The updated version also specifies the reimbursement status of the Pharmaceutical Benefits (PBS) of each drug as of April 2022.
The table provides a quick reference guide that describes the best approach to asthma and COPD and when to use the right inhalers at the right time, explained Professor Wark.
“It’s a useful learning tool for health professionals to help identify and explain different treatments,” he said.
‘This is such a changing environment and staying up-to-date is a big challenge, so it’s important for GPs and pharmacists to keep abreast of new medicines as well as existing medicines that have changed packaging or branding. ‘
According to Professor Nick Zwar, chair of the National Asthma Council Australia Guidelines Committee, the number of long-acting muscarinic antagonists (LAMAs) has also risen recently and there is a need for a clear overview of the range of treatment options on one page. document.
“It used to be just tiotropium and now there’s umeclidinium, aclidinium and glycopyrronium,” he said. newsGP†
“That’s three additional LAMAs that have only recently become available for the treatment of more difficult-to-control asthma.”
According to Professor Wark, the importance of visually presenting the information should also not be underestimated.
“Even if patients don’t remember the name of their inhaler, they will recognize it,” he said.
“They can see where to put it in therapy and it’s also an important tool for people when English isn’t their first language.
The problem with the rapid growth in the number of LAMAs, inhaled corticosteroids (ICS), long-acting beta agonists (LABAs), and combinations of these drugs is that the same drug often comes in different devices.
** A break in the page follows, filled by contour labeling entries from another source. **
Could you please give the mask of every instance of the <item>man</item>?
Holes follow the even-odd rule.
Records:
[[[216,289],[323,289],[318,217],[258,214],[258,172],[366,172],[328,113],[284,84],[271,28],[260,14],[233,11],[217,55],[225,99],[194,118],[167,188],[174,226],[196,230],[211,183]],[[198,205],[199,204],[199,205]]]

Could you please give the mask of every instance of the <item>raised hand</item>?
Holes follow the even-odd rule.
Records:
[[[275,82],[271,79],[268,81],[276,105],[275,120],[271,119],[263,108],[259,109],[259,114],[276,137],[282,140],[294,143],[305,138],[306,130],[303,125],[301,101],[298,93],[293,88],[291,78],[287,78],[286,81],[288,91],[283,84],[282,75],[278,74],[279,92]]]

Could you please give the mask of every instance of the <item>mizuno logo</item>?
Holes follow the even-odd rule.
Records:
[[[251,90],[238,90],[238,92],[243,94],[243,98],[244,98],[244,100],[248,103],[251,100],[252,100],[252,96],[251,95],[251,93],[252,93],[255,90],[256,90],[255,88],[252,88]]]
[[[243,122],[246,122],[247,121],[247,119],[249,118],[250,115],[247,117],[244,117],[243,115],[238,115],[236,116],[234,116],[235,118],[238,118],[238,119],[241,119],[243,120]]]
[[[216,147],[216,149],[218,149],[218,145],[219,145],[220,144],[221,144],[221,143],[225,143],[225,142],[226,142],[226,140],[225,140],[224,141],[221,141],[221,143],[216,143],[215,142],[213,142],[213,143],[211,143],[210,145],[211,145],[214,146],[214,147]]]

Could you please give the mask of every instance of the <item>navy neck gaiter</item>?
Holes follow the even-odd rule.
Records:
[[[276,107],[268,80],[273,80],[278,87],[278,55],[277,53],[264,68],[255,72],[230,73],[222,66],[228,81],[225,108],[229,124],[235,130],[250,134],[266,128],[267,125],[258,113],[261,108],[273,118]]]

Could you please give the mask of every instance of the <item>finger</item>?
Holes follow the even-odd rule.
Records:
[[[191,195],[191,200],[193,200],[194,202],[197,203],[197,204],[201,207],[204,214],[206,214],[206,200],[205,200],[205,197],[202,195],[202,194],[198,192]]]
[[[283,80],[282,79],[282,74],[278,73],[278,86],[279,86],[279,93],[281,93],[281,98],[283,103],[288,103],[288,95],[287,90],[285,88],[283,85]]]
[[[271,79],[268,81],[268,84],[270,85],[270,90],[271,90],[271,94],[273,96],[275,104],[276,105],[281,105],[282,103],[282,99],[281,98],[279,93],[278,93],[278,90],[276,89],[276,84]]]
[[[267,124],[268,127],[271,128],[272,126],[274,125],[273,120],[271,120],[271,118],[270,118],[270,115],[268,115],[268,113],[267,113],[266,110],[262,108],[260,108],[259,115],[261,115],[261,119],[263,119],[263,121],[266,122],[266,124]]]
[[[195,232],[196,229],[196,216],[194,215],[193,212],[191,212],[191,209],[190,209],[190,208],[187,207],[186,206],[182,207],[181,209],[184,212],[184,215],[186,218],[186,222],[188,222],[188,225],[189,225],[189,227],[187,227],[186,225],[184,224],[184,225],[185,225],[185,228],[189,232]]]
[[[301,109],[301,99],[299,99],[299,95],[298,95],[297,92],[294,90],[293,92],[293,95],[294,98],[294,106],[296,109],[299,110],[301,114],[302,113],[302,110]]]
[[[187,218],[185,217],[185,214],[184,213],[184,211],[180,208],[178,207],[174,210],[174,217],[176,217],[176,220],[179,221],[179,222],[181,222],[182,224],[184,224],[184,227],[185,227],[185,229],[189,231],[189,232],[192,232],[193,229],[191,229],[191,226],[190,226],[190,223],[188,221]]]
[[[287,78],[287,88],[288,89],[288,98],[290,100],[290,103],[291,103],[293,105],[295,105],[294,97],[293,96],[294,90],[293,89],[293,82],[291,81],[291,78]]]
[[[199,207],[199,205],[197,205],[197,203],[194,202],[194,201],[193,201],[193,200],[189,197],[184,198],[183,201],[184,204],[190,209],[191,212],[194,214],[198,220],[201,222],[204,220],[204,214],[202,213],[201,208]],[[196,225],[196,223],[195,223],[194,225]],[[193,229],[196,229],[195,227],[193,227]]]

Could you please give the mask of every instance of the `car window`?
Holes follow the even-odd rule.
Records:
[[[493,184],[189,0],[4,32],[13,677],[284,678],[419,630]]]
Professor Wark said choosing the most suitable device should be ‘a concerted effort’ between the patient and their GP.
‘It is very important that the patient uses a device that he or she feels comfortable with and loves. This has been shown to very markedly affect their loyalty to that device,” he said.
“Using the devices themselves is complex and requires patient training, initiation and support – and that support often has to be an ongoing thing.
“If someone is on a certain type of device and shown how to use it, changing that device can be quite disruptive. That is a challenge in the breathing space.’
In addition, diagnosing asthma has always been challenging because it usually requires lung function testing and spirometry to demonstrate reversible airflow obstruction.
‘This research takes a lot of time, is not properly reimbursed and GPs are often not familiar with its interpretation,’ says Professor Wark.
‘There has been an under-utilization of the tests and as a result, that has led to both under- and over-diagnosis of asthma. And sometimes inappropriate drug use.’
These challenges have been compounded by the pandemic as there is a risk that these procedures generate aerosols.
‘There was a very long period in which there was virtually no lung function’ [testing] happened,” said Professor Wark.
“There has been a shift towards redoing, but in many cases there is still a reluctance in primary care to reintroduce spirometry, based in part on these [COVID-related risks]†
“While there are alternative diagnostic tests, such as exhaled nitric oxide, these are less well known and the equipment is less available in Australia.”